Iemand die bijvoorbeeld herinneringen heeft van momenten dat hij niet zo goed uit zijn woorden kwam tijdens het spreken in het openbaar en daarover (beperkende) overtuigingen heeft gecreëerd, zal zich waarschijnlijk niet zo gemakkelijk als eerste melden voor het doen van een toespraak. Iemand die zich een aantal momenten herinnert dat hij succesvol was in het spreken in het openbaar zal het in het hier en nu makkelijker vinden om een toespraak te houden.

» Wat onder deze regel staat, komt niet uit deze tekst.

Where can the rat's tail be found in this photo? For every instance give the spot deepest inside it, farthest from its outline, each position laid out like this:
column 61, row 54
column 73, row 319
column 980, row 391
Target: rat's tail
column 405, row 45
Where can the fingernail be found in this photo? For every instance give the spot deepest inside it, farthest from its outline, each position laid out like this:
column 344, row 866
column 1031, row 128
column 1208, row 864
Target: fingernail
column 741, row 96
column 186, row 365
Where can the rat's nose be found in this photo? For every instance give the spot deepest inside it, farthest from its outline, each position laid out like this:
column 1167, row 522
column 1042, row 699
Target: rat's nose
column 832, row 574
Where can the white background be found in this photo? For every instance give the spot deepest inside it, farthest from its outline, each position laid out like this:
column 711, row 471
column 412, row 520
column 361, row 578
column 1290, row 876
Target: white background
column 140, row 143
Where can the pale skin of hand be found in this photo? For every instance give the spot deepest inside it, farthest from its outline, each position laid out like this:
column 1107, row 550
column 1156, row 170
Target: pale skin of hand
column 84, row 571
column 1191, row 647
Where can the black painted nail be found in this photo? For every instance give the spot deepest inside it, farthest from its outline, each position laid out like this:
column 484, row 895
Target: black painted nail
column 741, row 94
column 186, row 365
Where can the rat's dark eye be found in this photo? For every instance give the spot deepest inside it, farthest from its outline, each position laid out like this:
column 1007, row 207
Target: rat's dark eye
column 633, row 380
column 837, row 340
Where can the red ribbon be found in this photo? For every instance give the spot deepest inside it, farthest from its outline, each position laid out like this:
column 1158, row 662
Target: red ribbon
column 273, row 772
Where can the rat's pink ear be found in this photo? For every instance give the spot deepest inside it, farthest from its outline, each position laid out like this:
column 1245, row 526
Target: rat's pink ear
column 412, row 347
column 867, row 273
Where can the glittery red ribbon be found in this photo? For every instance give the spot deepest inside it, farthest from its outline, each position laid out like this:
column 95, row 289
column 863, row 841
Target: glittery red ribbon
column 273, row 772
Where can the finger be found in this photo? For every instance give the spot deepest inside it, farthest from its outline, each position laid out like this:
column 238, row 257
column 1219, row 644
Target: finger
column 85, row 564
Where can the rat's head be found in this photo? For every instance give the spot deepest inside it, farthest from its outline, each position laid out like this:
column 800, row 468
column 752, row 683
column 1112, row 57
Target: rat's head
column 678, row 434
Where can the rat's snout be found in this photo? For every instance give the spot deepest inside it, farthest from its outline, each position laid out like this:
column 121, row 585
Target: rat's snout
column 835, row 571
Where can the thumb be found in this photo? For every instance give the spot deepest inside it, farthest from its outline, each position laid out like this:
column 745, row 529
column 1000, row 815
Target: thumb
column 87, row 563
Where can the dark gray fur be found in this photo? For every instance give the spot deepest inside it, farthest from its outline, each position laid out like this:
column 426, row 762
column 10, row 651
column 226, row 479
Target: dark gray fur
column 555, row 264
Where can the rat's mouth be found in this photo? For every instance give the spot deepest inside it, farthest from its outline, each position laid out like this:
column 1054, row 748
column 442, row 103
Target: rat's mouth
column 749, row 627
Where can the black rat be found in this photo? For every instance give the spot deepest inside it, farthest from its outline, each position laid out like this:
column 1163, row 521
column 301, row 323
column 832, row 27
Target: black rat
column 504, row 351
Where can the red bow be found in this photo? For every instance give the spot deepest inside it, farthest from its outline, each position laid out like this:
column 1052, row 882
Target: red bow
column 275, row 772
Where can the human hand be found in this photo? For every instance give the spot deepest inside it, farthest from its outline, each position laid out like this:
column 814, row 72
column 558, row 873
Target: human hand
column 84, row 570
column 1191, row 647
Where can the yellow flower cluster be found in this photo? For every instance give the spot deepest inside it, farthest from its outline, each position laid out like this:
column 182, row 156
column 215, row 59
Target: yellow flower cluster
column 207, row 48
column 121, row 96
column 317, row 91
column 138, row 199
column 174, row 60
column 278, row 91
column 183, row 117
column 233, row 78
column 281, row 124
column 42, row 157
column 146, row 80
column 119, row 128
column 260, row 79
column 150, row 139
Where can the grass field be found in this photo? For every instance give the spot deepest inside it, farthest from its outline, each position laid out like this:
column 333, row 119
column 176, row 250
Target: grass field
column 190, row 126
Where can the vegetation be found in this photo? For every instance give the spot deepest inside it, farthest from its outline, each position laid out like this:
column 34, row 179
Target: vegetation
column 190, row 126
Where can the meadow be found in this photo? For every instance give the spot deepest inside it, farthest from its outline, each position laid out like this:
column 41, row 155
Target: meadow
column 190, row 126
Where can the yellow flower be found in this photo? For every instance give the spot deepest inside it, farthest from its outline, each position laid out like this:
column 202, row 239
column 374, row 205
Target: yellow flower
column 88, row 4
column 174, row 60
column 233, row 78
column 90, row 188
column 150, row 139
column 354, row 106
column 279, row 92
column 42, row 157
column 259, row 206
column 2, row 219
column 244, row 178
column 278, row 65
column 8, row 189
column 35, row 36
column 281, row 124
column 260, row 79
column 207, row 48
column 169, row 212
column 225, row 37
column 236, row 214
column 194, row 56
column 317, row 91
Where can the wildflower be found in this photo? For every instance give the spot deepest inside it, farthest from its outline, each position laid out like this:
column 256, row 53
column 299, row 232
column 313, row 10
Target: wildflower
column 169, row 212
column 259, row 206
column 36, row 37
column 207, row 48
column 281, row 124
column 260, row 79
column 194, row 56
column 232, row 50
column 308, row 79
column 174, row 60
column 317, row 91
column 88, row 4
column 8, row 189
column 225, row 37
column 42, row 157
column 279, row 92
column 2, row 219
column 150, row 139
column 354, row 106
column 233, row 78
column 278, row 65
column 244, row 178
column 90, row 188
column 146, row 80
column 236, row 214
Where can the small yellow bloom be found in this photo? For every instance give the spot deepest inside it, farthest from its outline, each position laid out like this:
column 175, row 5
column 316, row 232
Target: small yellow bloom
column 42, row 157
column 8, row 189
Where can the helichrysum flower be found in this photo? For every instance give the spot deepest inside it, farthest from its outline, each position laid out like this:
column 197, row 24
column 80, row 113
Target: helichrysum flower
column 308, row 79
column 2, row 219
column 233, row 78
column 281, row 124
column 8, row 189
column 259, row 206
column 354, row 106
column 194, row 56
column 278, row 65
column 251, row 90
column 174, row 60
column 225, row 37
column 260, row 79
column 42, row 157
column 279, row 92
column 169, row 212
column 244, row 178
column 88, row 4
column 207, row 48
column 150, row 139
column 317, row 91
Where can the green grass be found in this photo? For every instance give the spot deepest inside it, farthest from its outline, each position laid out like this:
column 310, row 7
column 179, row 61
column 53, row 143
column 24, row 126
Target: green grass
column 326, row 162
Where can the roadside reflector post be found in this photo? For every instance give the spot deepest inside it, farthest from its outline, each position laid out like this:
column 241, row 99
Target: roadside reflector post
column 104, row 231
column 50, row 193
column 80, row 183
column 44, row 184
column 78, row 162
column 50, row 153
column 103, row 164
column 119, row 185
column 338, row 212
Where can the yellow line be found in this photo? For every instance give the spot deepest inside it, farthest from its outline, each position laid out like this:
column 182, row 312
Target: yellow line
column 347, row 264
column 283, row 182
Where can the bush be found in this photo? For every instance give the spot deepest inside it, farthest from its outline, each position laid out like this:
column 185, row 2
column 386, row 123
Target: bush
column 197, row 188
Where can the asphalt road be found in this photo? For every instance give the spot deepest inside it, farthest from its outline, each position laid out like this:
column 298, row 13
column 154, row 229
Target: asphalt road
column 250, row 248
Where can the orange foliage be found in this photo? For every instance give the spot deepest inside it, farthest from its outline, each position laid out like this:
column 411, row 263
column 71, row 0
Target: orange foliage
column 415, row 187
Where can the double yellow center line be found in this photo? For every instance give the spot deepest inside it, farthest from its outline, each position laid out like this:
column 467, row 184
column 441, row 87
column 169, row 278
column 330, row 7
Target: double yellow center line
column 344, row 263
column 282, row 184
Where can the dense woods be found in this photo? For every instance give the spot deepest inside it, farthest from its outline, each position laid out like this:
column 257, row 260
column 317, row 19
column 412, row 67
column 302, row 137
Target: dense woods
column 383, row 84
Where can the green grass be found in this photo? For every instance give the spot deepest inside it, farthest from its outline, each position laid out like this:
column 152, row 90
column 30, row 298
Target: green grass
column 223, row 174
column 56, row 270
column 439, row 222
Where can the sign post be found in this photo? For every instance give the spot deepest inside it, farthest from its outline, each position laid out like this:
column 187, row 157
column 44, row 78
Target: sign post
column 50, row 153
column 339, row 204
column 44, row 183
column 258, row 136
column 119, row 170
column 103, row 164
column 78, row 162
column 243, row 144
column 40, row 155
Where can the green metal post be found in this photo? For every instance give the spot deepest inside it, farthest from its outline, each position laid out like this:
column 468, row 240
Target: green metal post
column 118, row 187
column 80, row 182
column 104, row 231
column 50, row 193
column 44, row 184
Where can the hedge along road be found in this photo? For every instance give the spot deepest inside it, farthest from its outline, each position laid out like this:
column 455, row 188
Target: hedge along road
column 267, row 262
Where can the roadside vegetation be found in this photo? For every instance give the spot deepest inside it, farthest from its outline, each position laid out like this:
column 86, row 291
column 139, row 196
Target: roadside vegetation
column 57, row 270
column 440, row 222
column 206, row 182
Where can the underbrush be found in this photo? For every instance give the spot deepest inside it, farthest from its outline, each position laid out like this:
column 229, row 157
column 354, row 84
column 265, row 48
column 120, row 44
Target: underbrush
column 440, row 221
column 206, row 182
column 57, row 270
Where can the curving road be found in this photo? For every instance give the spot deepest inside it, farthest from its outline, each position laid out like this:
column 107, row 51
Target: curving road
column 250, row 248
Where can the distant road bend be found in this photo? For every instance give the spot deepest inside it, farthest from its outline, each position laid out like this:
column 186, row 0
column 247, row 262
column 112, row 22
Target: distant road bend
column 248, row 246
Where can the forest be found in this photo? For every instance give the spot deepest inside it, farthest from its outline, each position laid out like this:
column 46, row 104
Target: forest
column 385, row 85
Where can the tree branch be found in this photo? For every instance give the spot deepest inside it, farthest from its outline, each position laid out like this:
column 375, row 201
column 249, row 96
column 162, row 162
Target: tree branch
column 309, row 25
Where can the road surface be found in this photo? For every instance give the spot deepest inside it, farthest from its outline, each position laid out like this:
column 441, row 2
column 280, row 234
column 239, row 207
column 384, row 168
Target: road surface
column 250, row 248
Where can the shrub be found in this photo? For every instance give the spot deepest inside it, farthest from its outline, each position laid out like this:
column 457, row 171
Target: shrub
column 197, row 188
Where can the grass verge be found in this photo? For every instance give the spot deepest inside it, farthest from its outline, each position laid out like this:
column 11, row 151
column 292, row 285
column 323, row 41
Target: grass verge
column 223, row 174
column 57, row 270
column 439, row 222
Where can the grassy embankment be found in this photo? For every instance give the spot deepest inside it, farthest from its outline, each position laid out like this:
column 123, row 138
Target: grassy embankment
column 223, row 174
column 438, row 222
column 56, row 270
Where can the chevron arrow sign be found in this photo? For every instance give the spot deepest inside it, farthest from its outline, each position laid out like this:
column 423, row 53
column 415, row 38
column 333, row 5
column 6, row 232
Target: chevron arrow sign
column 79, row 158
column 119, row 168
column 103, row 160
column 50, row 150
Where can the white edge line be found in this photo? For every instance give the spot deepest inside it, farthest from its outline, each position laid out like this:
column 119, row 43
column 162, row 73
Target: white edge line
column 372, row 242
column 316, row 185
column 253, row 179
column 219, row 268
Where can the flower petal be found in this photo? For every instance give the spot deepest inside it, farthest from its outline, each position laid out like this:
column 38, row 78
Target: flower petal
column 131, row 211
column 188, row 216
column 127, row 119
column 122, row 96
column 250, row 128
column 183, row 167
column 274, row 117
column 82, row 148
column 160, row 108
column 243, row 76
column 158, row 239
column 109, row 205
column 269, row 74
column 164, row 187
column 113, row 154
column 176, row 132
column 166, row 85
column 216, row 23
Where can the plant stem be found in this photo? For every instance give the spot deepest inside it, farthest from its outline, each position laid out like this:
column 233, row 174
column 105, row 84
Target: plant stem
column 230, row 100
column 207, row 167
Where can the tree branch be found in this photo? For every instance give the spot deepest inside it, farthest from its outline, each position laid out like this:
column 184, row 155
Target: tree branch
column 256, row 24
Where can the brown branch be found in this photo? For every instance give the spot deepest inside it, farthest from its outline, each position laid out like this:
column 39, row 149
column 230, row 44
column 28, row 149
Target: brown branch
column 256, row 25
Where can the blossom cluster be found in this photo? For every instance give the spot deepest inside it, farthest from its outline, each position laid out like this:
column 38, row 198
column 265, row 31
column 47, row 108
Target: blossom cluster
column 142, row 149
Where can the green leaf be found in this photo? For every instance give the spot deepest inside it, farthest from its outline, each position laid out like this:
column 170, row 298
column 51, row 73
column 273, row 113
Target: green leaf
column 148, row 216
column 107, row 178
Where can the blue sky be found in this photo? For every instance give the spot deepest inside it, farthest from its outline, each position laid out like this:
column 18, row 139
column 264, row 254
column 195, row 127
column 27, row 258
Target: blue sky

De beslissingen die we ooit hebben genomen, hebben vaak niet eens zoveel met de eigenlijke gebeurtenis te maken maar veel meer met de manier waarop we die gebeurtenis aan onszelf hebben weergegeven en er betekenis aan gegeven hebben
Attitudes
Attitude is een ander woord voor houding. Een (onbewuste) manier waarop je op situaties reageert. Attitudes zijn gekoppeld aan waarden en overtuigingen. Een attitude is een geheel aan waarden en overtuigingen in een bepaalde context.
7 +/- 2
De psycholoog George Miller heeft in het artikel The magical number 7 plus or minus 2 (1956) aangetoond dat we in staat zijn per seconde tussen de 5 en 9 eenheden aan informatie bewust te verwerken. Deze informatie eenheden kunnen variëren in grootte en bevatten vele bits aan data.
Bijvoorbeeld bij het proces van het leren autorijden zal bij de eerste rijles het besturen van de auto als verschillende losse eenheden worden ervaren. Denk hierbij aan het sturen, gas geven, remmen, schakelen en het kijken in de spiegels. Later, als we onbewust bekwaam zijn (4 staps leerproces) zullen we het besturen van de auto meer als een eenheid ervaren.